TAHUN 1991
saya tiba di Kupang, Pulau Timor. Tiba di Pelabuhan Tenau, Kupang dari
Pelabuhan Larantuka, kota Kabupaten Flores Timur, ujung timur Pulau Flores.
Saya bertaruh waktu meraih mimpi -meminjam ayahandaku Petrus Samong (alm) &
ibunda terkasih, Maria Ose Klobor- menjadi atadik (orang).
Rasanya
kenyang dengan angin laut setelah menempuh perjalanan tiga hari tiga malam
dengan kapal barang, setiba di Tenau. Biasanya, kapal Fery yang saya tumpangi
tapi jadwalnya tak menentu akibat gelombang laut yang tak kenal kompromi.

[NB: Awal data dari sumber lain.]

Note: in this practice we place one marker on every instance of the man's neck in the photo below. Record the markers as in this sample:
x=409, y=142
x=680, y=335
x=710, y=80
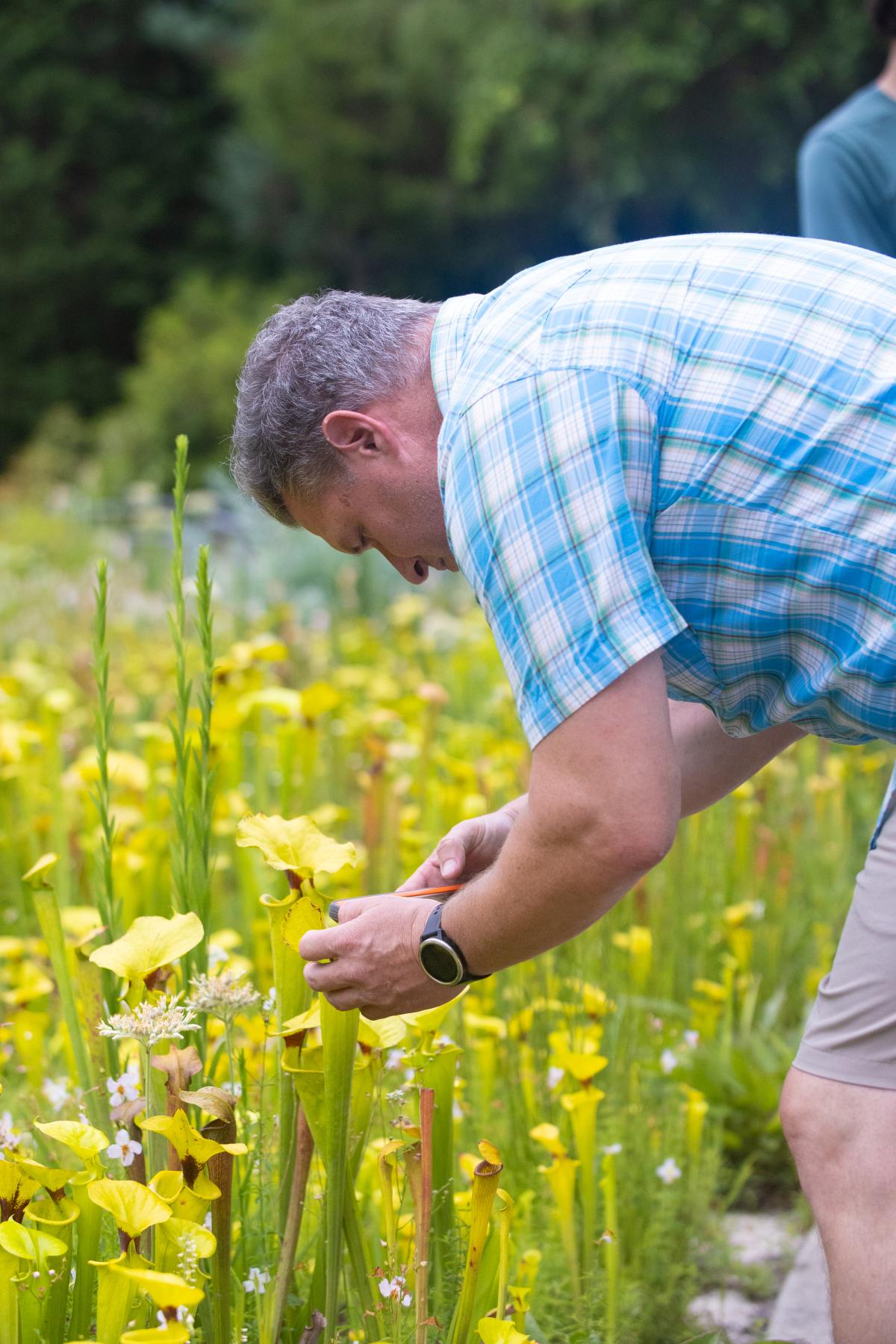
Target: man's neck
x=887, y=78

Jadilah saya bertahan di lambung kapal barang itu..
Jadilah, saya
memutuskan naik kapal barang, yang setelah berada di atas geladak ternyata
lajunya seperti siput di tempat saya pindahkan kambing di kampung. Tapi, cerita
lamanya berlayar di atas kapal Larantuka-Tenau, saya segera kubur dalam hati.
Pertanyaan
yang terus berkelebat, bagaimana bisa ikut test di Universitas Nusa Cendana
(Undana), kampus negeri paling murah meriah di Kupang kala itu. Dan kalau
lulus, bagaimana bisa membayar SPP per semester sebesar Rp. 90 ribu? Modal di
sapu tangan dalam bungkusan yang diberikan orangtua hanya Rp. 150 ribu.
Ah, belum lagi
membayangkan bagaimana membayar uang kos di kota karang ini sementara
hidup-mati uang kuliah, urusan asap dapur, naik bemo ke kampus, hanya bersandar
dari daging babi dan rusa hasil buruan ayah?
Tuhan sungguh
baik. Dalam permenungan panjang, saya bertemu dengan Korfinus Ero Sakeng.
Lelaki yang kini memasuki usia 64 itu tengah menjalani profesi sebagai sub
kontraktor proyek-proyek bangunan jalan di kota Kupang dan beberapa kabupaten
lain di NTT seperti (kini) Sabu Raijua, Rote Ndao, beberapa kabupaten di Flores
daratan dan Pulau Timor.
Dari sini,
saya dan beberapa adik, bertemu 'dokter' Kori (nama gaul Korfinus Ero Sakeng).
Kami datang dan 'berkonsultasi' dengan 'dokter' bagaimana agar selama tinggal
di kos kami tetap 'sehat' dalam urusan biaya hidup dan keuangan kuliah.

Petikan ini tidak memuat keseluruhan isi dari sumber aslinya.